Il aura suffi de quinze jours pour que les échos de la décision du gouvernement de mettre fin au feuilleton de l’aéroport de Notre-Dame-des-Landes s’éteignent dans les médias. Soulagement pour les uns, déception pour les autres. L’avenir est radieux pour quelques agriculteurs, les uns de profession, les autres de rencontre : ils semblent apporter les réponses à la question posée. Les « zadistes » sont devenus du jour au lendemain de joyeux enfants de cœur, sans doute parce que la terre ne ment pas. L’avenir est radieux car ce feuilleton national est ramené à ses racines locales, l’Etat ayant décrété que ce type d’équipement n’était plus d’actualité.

Affaire terminée ? Rien n’est moins sûr et si marché il y a eu (entendons marchandages en tous genres), c’était peut-être un marché de dupes. Tout cela vaut réflexion car Notre-Dame-des-Landes éclaire aussi le fonctionnement de la société française en ce début de XXIème siècle. Un Etat qui tranche (enfin ?), une philosophie d’un développement durable qui suppose une moindre atteinte à la Nature (ou pas d’atteinte du tout car une passionaria locale a pu considérer que l’espace « agricole » naturel (sic) était préservé…), la fin du « développement » qui a fait nos sociétés « développées », la fin des grands travaux, la fin d’un mythe en quelque sorte. Et pour le géographe, un Grand Ouest de la France figé dans ce qu’il est aujourd’hui, à qui l’on promet quelques « compensations »… et bien des difficultés nouvelles si la piste de l’aéroport de Nantes-Atlantique est allongée. Tout cela vaut retour sur le passé… et réflexions sur le présent.

 

L’aéroport de Notre-Dame-des-Landes dans le contexte global

 

Ce contexte est celui de la mondialisation contemporaine. Celui des grandes métropoles, celui de la mobilité croissante des populations. Celui également de l’accroissement des écarts entre des pôles de développement toujours plus dynamiques qui demandent de l’espace, en dépit des tentatives de réponses locales (la ville qui se reconstruit sur elle-même).

La mobilité oblige à l’adaptation : elle est rarement satisfaisante aux yeux de ceux qui vivent sur le terrain car les tissus urbains sont devenus difficiles à réaménager. L’étalement urbain, bien que freiné souvent, n’en continue pas moins, par grignotages successifs voire à la manière d’une crue par progression lente aux marges.

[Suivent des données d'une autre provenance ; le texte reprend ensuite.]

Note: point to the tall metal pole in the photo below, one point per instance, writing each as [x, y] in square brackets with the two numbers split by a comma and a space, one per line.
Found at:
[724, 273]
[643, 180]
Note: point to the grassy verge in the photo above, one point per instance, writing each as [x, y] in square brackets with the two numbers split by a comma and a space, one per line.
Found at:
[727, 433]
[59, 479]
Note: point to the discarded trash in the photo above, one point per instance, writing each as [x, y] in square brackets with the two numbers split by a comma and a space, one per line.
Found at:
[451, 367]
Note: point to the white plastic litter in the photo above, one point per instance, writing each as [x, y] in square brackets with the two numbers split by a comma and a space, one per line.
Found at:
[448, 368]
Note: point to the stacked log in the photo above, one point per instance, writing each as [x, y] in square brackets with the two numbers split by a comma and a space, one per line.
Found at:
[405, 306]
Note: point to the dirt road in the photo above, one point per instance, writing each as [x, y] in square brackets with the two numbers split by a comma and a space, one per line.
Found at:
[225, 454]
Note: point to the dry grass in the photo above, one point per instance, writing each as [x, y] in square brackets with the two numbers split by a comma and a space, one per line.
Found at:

L’aéroport constitue, vu sous cet angle, un équipement vital pour de nombreuses métropoles et guère d’aéroports de grande dimension ont vu le jour sans que des manifestations d’opposition n’en soient la conséquence. A commencer par Roissy pour ceux qui ont de la mémoire… Dans l’ouest (le « Grand Ouest ») l’aéroport de Nantes-Atlantique est situé sur un plateau qui domine la rive gauche de la Loire, son trafic est en hausse (plus de 5 millions de passagers). Il est dit « saturé », limité dans son extension par le lac de Grand-Lieu à l’ouest. Les vols les plus nombreux, venant de l’est, survolent la ville à basse altitude dans un ballet très dense à certaines heures.

Comme toujours, au bruit constant s’ajoutent les « risques » que fait porter ce survol à la ville. Rien que de classique. Pour qui regarde la carte, il s’agit de l’aéroport de fort trafic le plus à l’ouest pour la France, le plus « ouvert » sur l’Atlantique mais aussi très éloigné des grandes métropoles européennes. Un avantage apparent, un frein aussi à l’investissement car les liens aériens ne se créent pas sur le papier, ils s’inscrivent dans le réalisme du développement. Aux hommes d’affaires les lignes intérieures et européennes, aux touristes (de plus en plus nombreux) les lignes à moyenne et longue distance, la chartérisation et les vols « low cost ». Pas la même clientèle, pas les mêmes besoins. Les touristes s’envolent à toute heure mais souvent de nuit, les vols intérieurs ne débutent qu’à 6 heures pour s’achever vers 22 heures. Donc, nuisances sonores à toute heure. La réalité pour la ville et les riverains. Compte-tenu de ce contexte, un nouvel aéroport est-il nécessaire ? Une extension est-elle possible ? Le local relaie alors le global.

 

L’aéroport de Notre-Dame-des-Landes dans le contexte local

 

Pour l’opinion publique, c’est une vieille affaire qui n’a que trop duré. « Un projet vieux de 50 ans » ! On peut comprendre la lassitude et le sondage – parfaitement vain – qui montre que plus de 70% de ceux qui répondent sont soulagés par l’abandon du projet. Ce jugement sans trop de fondement n’est pas sans conséquences. Que 70% des français, parce qu’ils n’habitent pas la région, poussent un soupir de soulagement est compréhensible mais n’a guère de sens. Sauf à considérer que le vacarme médiatique a envahi la sphère de l’information : la saturation vaut alors vérité et le projet était donc « inutile ». Tout ça pour ça ?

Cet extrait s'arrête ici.